Kenneth O. Gangel, John, vol. 4, Holman New Testament Commentary (Nashville, TN: Broadman & Holman Publishers, 2000), 144–145.
How do I apply this to my life?
Discipleship is head, heart, body, and soul. It takes every part of us to follow Christ. But how often does our pride and ego get in the way? And even when we think we are working for ministry we actually deep down want the recognition? We put in all this effort and thought to make something great “for the Lord,” but we have a twinge of “look at what I did.” I think it’s a fine line and we can zig-zag across that line every day. But I think the key is that we are willing to admit when we are crossing the line.

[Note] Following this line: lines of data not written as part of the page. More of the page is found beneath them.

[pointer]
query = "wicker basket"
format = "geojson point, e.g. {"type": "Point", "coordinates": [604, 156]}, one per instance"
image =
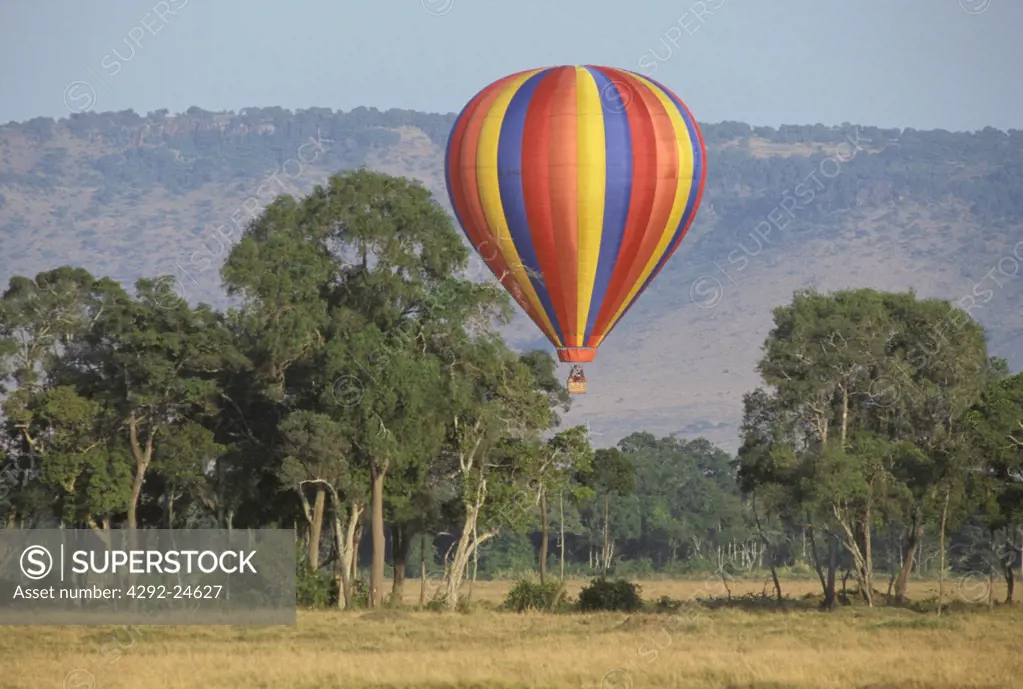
{"type": "Point", "coordinates": [577, 386]}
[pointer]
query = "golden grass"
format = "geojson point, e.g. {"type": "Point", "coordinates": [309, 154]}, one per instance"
{"type": "Point", "coordinates": [720, 648]}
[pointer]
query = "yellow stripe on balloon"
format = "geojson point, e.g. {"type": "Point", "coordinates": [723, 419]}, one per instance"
{"type": "Point", "coordinates": [591, 176]}
{"type": "Point", "coordinates": [682, 191]}
{"type": "Point", "coordinates": [490, 197]}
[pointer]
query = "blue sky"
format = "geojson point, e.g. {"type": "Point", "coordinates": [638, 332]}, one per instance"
{"type": "Point", "coordinates": [922, 63]}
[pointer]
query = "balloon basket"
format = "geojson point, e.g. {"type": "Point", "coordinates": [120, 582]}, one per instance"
{"type": "Point", "coordinates": [577, 386]}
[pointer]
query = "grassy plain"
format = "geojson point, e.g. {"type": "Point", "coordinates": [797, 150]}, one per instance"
{"type": "Point", "coordinates": [746, 644]}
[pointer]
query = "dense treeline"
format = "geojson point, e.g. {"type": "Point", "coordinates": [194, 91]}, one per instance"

We confess that our hearts and motives are pointing to our own glory and not God. We are willing to dig and research what is God’s thought about it. We allow ourselves to be receptive to the Holy Spirit. We are open to rebuke and correction, not condemnation. When are we doing heart checks on the actions we perform? Where is the head check throughout the day as we are earning income but living in a spiritual kingdom? How is our soul doing? What are we doing to our bodies? Where are we willing to do His will? What are we willing to learn? What actions are we going to do differently?
What is my response?
Father, I want to be known for pursuing You. Not for being perfect. Not for knowing a lot of things, but I want people to say, “That guy really pursued the Lord.” There is that fine line. I want to bring everything I learn and do to the feet of Jesus, and I want to be known for doing it. But is that really for my own glory or Yours? Regardless. I still want to pursue You. I want to know more about who You are and learn how to live a life that resembles Jesus. I must be willing to make sacrifices in my life. I must put God first, spouse second, family third, and on down the line. Where am I not doing that in my life? Where am I missing the mark? What am I not learning? How am I not learning it? Who is reflecting my heart back to me so I can see the dark spots in it? How is my soul? Am I tending to it? Lord, how am I doing? Guide me to where I need to be. I pray that I am receptive to the guidance. I pray I have ears to hear and heart to listen. Change me from the inside out. Amen.